Rápido avance de las tropas rusas a Kiev

Todos los heridos del bombardeo son mayores de edad.

Las columnas de blindados rusos, que hace cinco días se encontraban a unos cientos de kilómetros al noreste de la capital de Ucrania, se hallaban este miércoles a unos 15km. El ejército ruso pactó la apertura de corredores humanitarios mientras continúa el bombardeo.

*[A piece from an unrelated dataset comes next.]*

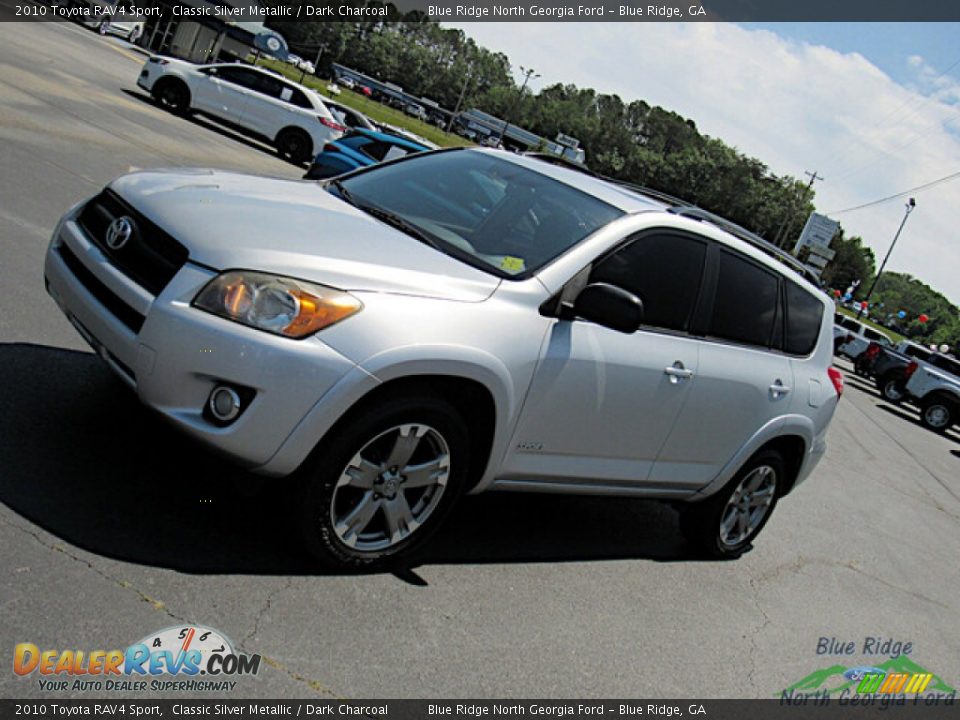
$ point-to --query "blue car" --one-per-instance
(360, 148)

Los soldados rusos arribaron este miércoles hasta las proximidades de la capital ucraniana, Kiev, en medio de nuevos esfuerzos para evacuar a civiles de zonas urbanas asediadas como es el caso de Mariupol, en el sureste del país, donde un ataque contra un hospital pediátrico de la ciudad derivó en generalizados repudios.
Las columnas de blindados de Rusia, que hace cinco días se encontraban a unos cientos de kilómetros al noreste de Kiev, se hallaban este miércoles a unos quince kilómetros. Las sirenas antiaéreas sonaron de modo intermitente en la capital mientras el Ejército reforzó las defensas en localidades cercanas para intentar frenar el avance del convoy enviado por el Kremlin.
Según informaron, en Mariupol, al menos 17 adultos resultaron heridos en el bombardeo a un hospital pediátrico, anunció un responsable regional, Pavlo Kirilenko, y precisó que según los primeros reportes «no hay ningún niño» entre ellos ni ningún fallecido.
«Es atroz ver el uso bárbaro de la fuerza militar contra civiles inocentes en un país soberano», reaccionó la Casa Blanca, mientras el primer ministro británico, Boris Johnson, calificó este ataque de «inmoral».
La ONU, por su parte, pidió «el cese inmediato de los ataques a las instalaciones de salud, hospitales, trabajadores de la salud, ambulancias».
El presidente ucraniano, Volodimir Zelenski, subió a redes sociales imágenes del hospital destruido en un mensaje en el que volvió a hacer público su enojo con la OTAN por negarse a declarar una zona de exclusión aérea sobre su país: «¿Cuánto tiempo más el mundo será cómplice ignorando el terror? ¡Cierren el cielo ahora mismo! ¡Basta de matanzas!».
La ciudad portuaria de Mariupol es el escenario de una de las situaciones más desesperantes desde el inicio de la invasión rusa de Ucrania, hace 14 días: los bombardeos destruyeron edificios y dejaron a su población sin agua, electricidad, calefacción, servicios telefónicos y de cloacas. Autoridades locales dijeron que planeaban empezar a cavar fosas comunes para los muertos y la Cruz Roja informó que la gente derretía nieve o esperaba que lloviera para poder tomar agua.